SMMT comment on EU-UK trading agreement
Mike Hawes, SMMT Chief Executive commented:
“We welcome today’s agreement of a new EU-UK trading agreement, which provides a platform for our future relationship. We await the details to ensure this deal works for all automotive goods and technologies, including specifics on rules of origin and future regulatory co-operation. A phase-in period is critical to help businesses on both sides adapt and efforts should now be sustained to ensure seamless implementation, with tariff-free trade fully accessible and effective for all from day one. We will continue to work closely with government to ensure all companies are as prepared as possible in the limited time left.”
BVRLA response to EU trade deal
The BVRLA has welcomed the announcement of a Brexit trade deal, which will provide much-needed certainty for the UK automotive sector. Commenting on the announcement, BVRLA Chief Executive Gerry Keaney said:
“This Brexit trade deal comes as a big relief and will provide a welcome boost for the UK automotive sector, which can now plan for 2021 and beyond with more confidence and certainty. Avoiding tariffs on vehicles and parts is essential, but with the end of the transition period only days away, there is a lot to be done to prepare for January and beyond as details around the new trading terms become clear.”
Free trade deal bodes well for business confidence
Commenting on the post-Brexit free trade deal agreed with the EU, Stephen Haddrill, Director General of the FLA said:
“As always in trade talks, the devil is in the detail but we appear to have a deal that will enable UK goods to be sold without tariffs or quotas in the EU market – that bodes well for business confidence, leading to renewed investment and lending as we enter 2021 and begin the long economic recovery from the Covid impact.”

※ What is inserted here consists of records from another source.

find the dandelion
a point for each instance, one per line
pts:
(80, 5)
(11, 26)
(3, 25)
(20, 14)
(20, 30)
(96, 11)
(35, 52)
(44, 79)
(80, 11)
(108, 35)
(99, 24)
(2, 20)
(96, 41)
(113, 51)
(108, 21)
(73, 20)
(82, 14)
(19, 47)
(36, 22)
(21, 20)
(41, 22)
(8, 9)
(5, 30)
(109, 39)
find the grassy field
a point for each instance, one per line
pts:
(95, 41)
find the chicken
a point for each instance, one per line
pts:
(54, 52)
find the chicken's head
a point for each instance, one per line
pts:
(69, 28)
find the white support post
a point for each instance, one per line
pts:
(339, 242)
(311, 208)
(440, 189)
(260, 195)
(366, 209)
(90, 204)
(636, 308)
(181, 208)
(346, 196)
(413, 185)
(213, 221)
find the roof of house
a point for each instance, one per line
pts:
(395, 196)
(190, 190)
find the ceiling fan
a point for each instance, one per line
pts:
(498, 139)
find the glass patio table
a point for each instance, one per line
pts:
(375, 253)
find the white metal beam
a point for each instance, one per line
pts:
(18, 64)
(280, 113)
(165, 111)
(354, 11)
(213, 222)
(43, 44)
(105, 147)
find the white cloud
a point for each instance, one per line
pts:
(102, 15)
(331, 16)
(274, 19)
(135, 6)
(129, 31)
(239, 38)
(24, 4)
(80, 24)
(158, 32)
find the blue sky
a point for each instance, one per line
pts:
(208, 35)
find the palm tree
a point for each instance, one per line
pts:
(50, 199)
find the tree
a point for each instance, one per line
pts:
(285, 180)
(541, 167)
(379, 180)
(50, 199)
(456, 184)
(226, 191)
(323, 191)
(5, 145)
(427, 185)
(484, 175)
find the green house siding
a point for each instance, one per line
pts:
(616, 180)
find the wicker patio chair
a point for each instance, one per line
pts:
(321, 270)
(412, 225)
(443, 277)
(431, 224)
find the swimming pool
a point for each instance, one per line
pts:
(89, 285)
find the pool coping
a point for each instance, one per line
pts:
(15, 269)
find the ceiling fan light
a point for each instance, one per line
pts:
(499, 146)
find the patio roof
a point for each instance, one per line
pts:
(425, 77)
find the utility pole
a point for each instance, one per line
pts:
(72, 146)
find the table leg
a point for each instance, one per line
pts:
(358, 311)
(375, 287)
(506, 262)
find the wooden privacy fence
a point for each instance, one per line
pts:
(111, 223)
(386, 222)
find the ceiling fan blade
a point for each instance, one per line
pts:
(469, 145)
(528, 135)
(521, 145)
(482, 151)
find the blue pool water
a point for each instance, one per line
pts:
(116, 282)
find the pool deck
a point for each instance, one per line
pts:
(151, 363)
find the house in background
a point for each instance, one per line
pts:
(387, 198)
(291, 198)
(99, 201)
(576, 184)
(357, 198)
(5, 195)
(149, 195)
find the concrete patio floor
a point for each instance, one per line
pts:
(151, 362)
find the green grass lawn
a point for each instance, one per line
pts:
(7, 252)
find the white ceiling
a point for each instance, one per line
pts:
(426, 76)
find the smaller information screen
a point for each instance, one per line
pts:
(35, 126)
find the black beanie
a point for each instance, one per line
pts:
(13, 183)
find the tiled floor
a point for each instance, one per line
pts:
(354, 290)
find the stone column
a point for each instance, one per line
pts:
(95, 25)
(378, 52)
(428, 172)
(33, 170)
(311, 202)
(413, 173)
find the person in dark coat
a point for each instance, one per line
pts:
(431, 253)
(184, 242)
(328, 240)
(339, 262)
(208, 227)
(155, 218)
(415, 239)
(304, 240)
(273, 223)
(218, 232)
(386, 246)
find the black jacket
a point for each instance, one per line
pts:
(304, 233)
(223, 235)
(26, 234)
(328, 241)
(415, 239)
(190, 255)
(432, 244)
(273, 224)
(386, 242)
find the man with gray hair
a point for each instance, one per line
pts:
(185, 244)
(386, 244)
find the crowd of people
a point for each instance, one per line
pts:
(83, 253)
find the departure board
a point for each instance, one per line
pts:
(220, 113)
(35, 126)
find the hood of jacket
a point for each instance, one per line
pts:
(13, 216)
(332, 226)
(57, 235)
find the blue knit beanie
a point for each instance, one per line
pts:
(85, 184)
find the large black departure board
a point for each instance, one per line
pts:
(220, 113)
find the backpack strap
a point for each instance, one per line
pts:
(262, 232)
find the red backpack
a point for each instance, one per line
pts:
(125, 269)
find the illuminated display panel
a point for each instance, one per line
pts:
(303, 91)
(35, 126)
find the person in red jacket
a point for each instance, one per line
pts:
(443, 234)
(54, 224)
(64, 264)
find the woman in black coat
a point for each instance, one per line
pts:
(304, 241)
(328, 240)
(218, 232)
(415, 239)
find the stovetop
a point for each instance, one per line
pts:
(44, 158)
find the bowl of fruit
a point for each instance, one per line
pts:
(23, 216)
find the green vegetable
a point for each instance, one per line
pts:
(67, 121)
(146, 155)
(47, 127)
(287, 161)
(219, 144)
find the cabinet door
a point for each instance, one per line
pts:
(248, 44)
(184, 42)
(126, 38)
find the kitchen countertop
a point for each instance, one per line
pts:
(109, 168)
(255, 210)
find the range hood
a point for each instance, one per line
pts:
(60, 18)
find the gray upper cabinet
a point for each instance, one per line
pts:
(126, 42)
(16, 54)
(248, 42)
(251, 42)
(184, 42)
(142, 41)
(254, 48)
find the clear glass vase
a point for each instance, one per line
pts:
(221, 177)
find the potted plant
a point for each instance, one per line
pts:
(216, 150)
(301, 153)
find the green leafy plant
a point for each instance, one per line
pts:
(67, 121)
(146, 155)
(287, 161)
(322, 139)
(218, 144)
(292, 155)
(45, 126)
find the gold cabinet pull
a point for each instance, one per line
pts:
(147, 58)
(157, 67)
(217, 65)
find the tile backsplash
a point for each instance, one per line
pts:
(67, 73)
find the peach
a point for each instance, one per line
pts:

UK car manufacturing declines -1.4% in November
According to the latest figures issued by the Society of Motor Manufacturers and Traders, UK car production saw a decline of -1.4% in November to 106,243 units.
1,501 fewer cars were made last month than in November last year, caused by weak domestic orders, as well as a second national lockdown in England and the subsequent economic and political turbulence. Export volumes were flat, up just 0.3%, a rise of only 310 units, boosted slightly by shipments to key markets in the EU, Asia and the US.
British engine production falls -8.2% in November
189,883 UK engines were built in November as output declined by -8.2%. Production for domestic and overseas markets fell -7.8% and -8.4% respectively with engine output declining in every month of 2020, with year-to-date output down -28.2% overall.
UK commercial vehicle manufacturing down -1.9% in November
November saw a decrease of -1.9% in the manufacturing of UK commercial vehicles according to latest figures form the SMMT, with 8,605 units coming off production lines. Despite output for the domestic market rising 10.1%, this was not enough to offset an -8.8% decline in exports, which was equivalent to a loss of 490 units, as stricter coronavirus restrictions shut entire parts of key economies.
Jeep find best place to own a plug-in car in the UK
To coincide with the launch of the new Jeep Renegade 4xe plug-in hybrid, Jeep commissioned a survey to find the place in the UK that has the most chargers per registered plug-in vehicles.
The research discovered that Coventry is the best place in Britain for plug-in car owners to charge their vehicles, with one charger per 2.3 plug-in cars. This, however, is not quite as good as the Outer Hebrides, with the Na h-Eileanan Siar local authority having one charger for every 2.13 cars.
Latest government data shows that the average is one charging device for every 15 plug-in cars registered in the UK.
Other good performing areas were Fermanagh and Omagh, in Northern Ireland with 2.5 plug-in cars per charger and Wandsworth in London with 2.6 plug-in cars per charger and the Isle of Anglesey with 2.8 plug-in cars per charger available.